Alternatively, students may participate in the real MITRE eCTF; in this case, grades will be determined using a hybrid team- and individual-based evaluation to ensure fairness. Specifically, 40% of the grade will be based on the team’s final official eCTF rank, 40% on documented individual technical contributions, and 20% on an individual reflection report. Individual contributions must be explicitly acknowledged by the team captain through a signed contribution statement and corroborated with concrete artifacts such as Git commits, design documents, exploit or defense implementations, testing or fuzzing infrastructure, and related technical evidence; captain acknowledgment alone is necessary but not sufficient for full credit. Each student must also submit a short technical reflection describing their specific contributions, design decisions, security insights, and lessons learned. In cases of unclear or minimal contribution, the instructor reserves the right to adjust individual grades independently of team rank, including reviewing repositories, logs, peer feedback, or conducting interviews if needed. Students cannot receive full credit without verifiable technical contributions.

AI Usage Policy

Students are permitted to use Generative AI (GenAI) tools as part of their coursework. However, if a student chooses to do so, it is their responsibility to verify the accuracy of any information or claims produced by the AI. Any errors, hallucinations, or misleading outputs from such tools remain the sole responsibility of the student. For homework assignments, students are required to submit relevant chat logs or interactions with the GenAI system along with their work. These logs should clearly show how the tool was used in the completion of the assignment. Students should not rely on GenAI tools as an “answering oracle.” Instead, these tools are to be used as helpful assistants to support learning, research, and problem-solving efforts, not as a substitute for the student’s own understanding and work.

Disability Accommodation Statement

Penn State welcomes students with disabilities into the University’s educational programs. Every Penn State campus has an office for students with disabilities. The Student Disability Resources website provides contact information for every Penn State campus. For further information, please visit the Student Disability Resources website.

In order to receive consideration for reasonable accommodations, you must contact the appropriate disability services office at the campus where you are officially enrolled, participate in an intake interview, and provide documentation. If the documentation supports your request for reasonable accommodations, your campus’s disability services office will provide you with an accommodation letter. Please share this letter with your instructors and discuss the accommodations with them as early in your courses as possible. You must follow this process for every semester that you request accommodations.

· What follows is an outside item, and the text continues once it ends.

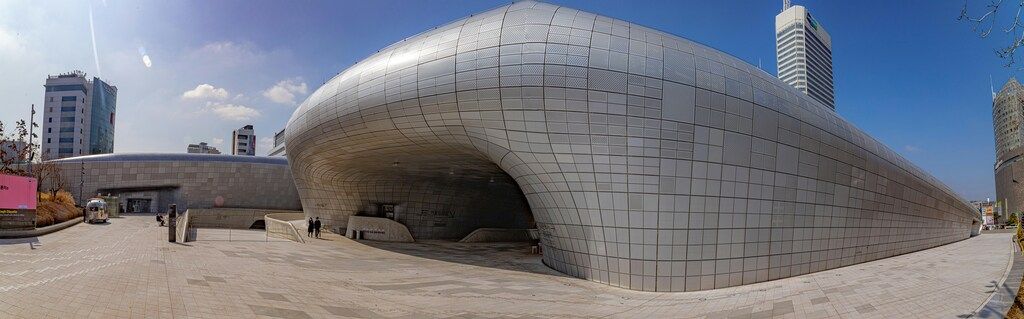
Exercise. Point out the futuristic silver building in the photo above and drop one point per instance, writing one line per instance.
(150, 182)
(646, 161)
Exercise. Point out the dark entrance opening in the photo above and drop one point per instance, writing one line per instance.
(260, 224)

Counseling and Psychological Services (CAPS) Statement

Many students at Penn State face personal challenges or have psychological needs that may interfere with their academic progress, social development, or emotional well-being. The university offers a variety of confidential services to help you through difficult times, including individual and group counseling, crisis intervention, consultations, online chats, and mental health screenings. These services are provided by staff who welcome all students and embrace a philosophy respectful of clients’ cultural and religious backgrounds, and sensitive to differences in race, ability, gender identity, and sexual orientation.

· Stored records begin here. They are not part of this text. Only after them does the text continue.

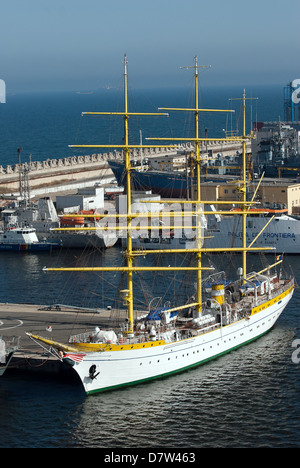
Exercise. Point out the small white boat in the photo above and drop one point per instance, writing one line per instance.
(23, 239)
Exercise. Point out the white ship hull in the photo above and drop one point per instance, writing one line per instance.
(282, 233)
(79, 239)
(122, 368)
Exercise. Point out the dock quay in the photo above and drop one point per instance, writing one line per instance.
(48, 176)
(17, 319)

Education Equity and Reporting Bias

Penn State takes great pride in fostering a diverse and inclusive environment for students, faculty, and staff. Acts of intolerance, discrimination, or harassment due to age, ancestry, color, disability, gender, gender identity, national origin, race, religious belief, sexual orientation, or veteran status are not tolerated and can be reported through Educational Equity via the Report Bias webpage.